Éramos doce mil. Después de mucha lluvia la mañana amaneció radiante, como recién nacida al vientre de la esperanza. Una leve brisa de pasiones ocultas ondeaba las banderas que teñían de fuego el pálido paseo otoñal.
Éramos doce mil pero podríamos haber sido muchos más.
Un legión sin nombre, sin sello político y con la voz suficiente como para escalar montañas de desordenada apatía. Aquí estamos, los que todavía creemos en la verdad basada en la honradez, los que no queremos ser silenciados por la tiranía corrupta de un poder enmascarado en promesas incumplidas.
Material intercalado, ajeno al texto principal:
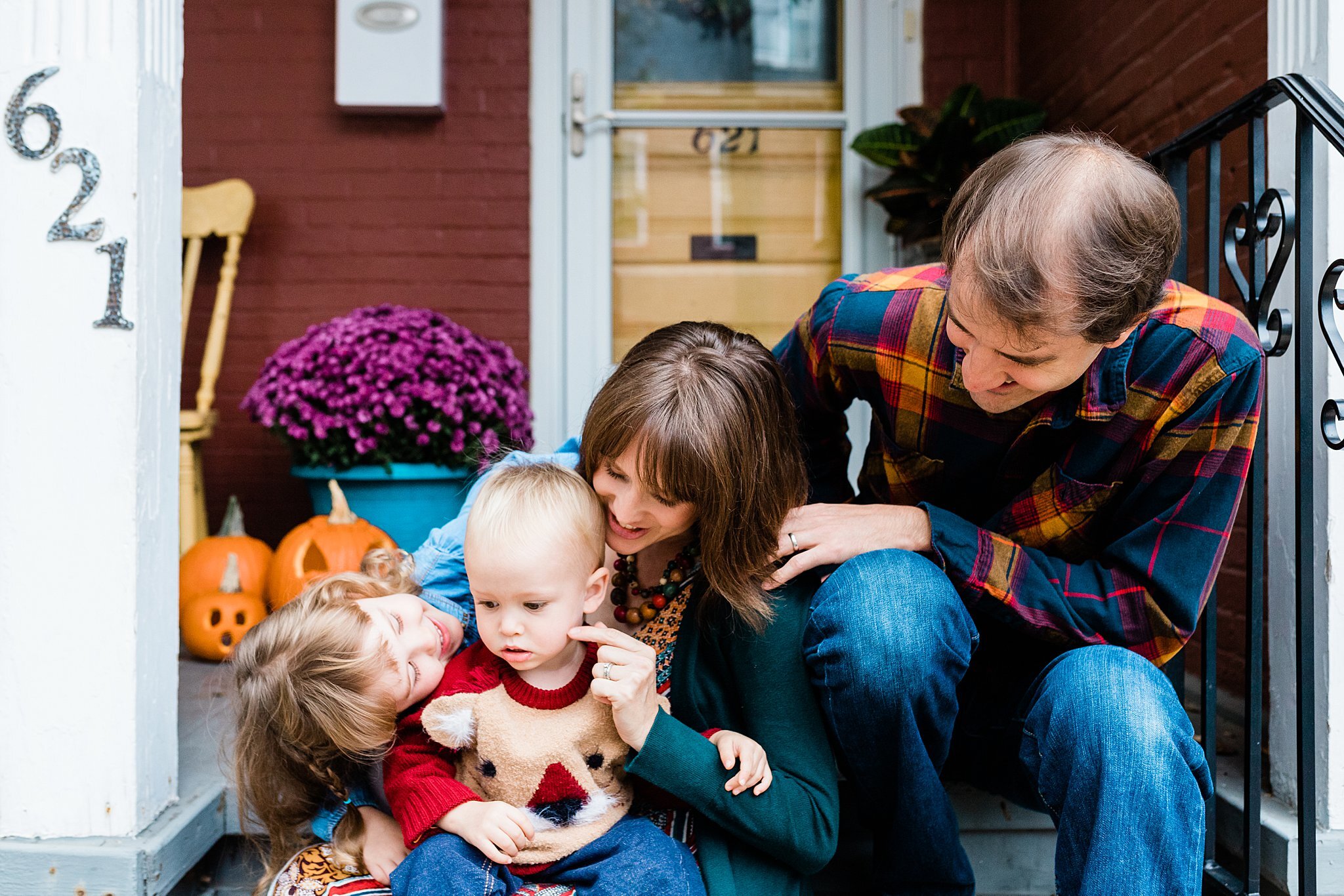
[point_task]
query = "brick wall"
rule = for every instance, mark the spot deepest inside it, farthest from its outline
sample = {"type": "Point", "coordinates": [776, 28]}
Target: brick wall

Éramos doce mil pero somos millones.
Ojos y bocas destinados al dolor de la injusticia, manos yermas que sólo encuentran vacíos inconclusos al final de la jornada, pies saturados de caminar en círculo hacia las fuentes secas del olvido.
La avenida abrió sus puertas y el viento del otoño entró despeinando las madejas del recuerdo. Eran mis abuelos, mis padres, los abuelos de mis abuelos y aquellas madres vacías que se quedaban llorando en las cunetas sin nombre donde los hijos se pierden, para siempre, bajo las losas de la intolerancia.
Éramos doce mil pero toda nuestra historia, en un cántico preciso de libertad, nos acompaña en silenciosa algarabía.